To see the full picture, you need to look at your Cash Flow Statement. It will help you reconcile the total revenue the company earned to the profit and to the actual amount of cash leftover at the end of the month.

How do I know I am growing at a healthy rate?

In the perfect world, your revenue, profit and cash will grow at the same rate. If revenue increased 25%, you would see a 25% increase in profit and cash.


The goal is to increase revenue while maintaining the same profitability level.



Too often, companies focus on increasing revenue and do not pay attention to maintaining profitability so their financial statements end up looking like this example.


This is a sign of unhealthy growth. Revenue increased by 25% but the company was not as profitable and lost cash. You’ll notice this if you’re busy but have not to show for it at the end of the month.


It is always good to paint the picture of what the perfect world could look like. But, the perfect scenario rarely happens in business. Here’s a look at what your goal should be in the real world to maintain profitability while you watch revenue, profit and cash increase. Your real-world picture should look something like the example below.

  • Revenue increased by 25%
  • Profitability was maintained at 15%
  • Cash increased depending on how much money was used to purchase new equipment, make distributions to owners or pay taxes. 

This winning combination is the secret to growing a healthy company.

Bottom Line

An increase in revenue does not automatically lead to higher profits and more cash in the bank.

Check out these hiding places if your revenue increased but profitability decreased:

  • Too many discounts given to customers

  • Labor expense increased due to inefficiencies or inability to handle the extra work load

  • Cost to acquire new customers increased (marketing ROI decreased)

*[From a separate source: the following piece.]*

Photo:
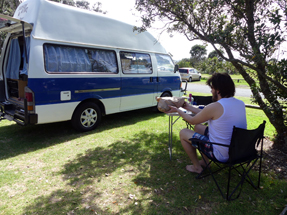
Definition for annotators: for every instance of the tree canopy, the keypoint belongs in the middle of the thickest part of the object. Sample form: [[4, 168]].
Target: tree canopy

If revenue and profit increased, but cash decreased, review these accounts to determine where the cash disappeared to. Remember, the profit formula is Revenue minus Expenses. The formula does not consider:

  • Accounts Receivable (AR) – the cash your customers owe you for the services provided. Accounts receivable is created when a business provides services today but allows the customer to pay 30 days later. When you provide the service, revenue is reported on the income statement and hopefully, profit increases. But, the revenue and profit have not converted to cash yet. It is stuck in accounts receivable. This is referred to as the accrual basis of accounting.

    Review your Accounts Receivable report to determine if customers are paying you on time. If too much cash is stuck in AR, consider limiting the number of customers you extend credit to or ask for a down payment before you start work to help with cash flow.
  • Assets – cash is also used to buy inventory, replace an old printer, or buy a new vehicle.

  • Cash is also used to repay the principal portion of loans or make equity distributions to the owners.

Nothing in business happens by accident. It’s fun to watch revenue increase, but it takes all three – revenue, profit and cash – to grow a financially strong business.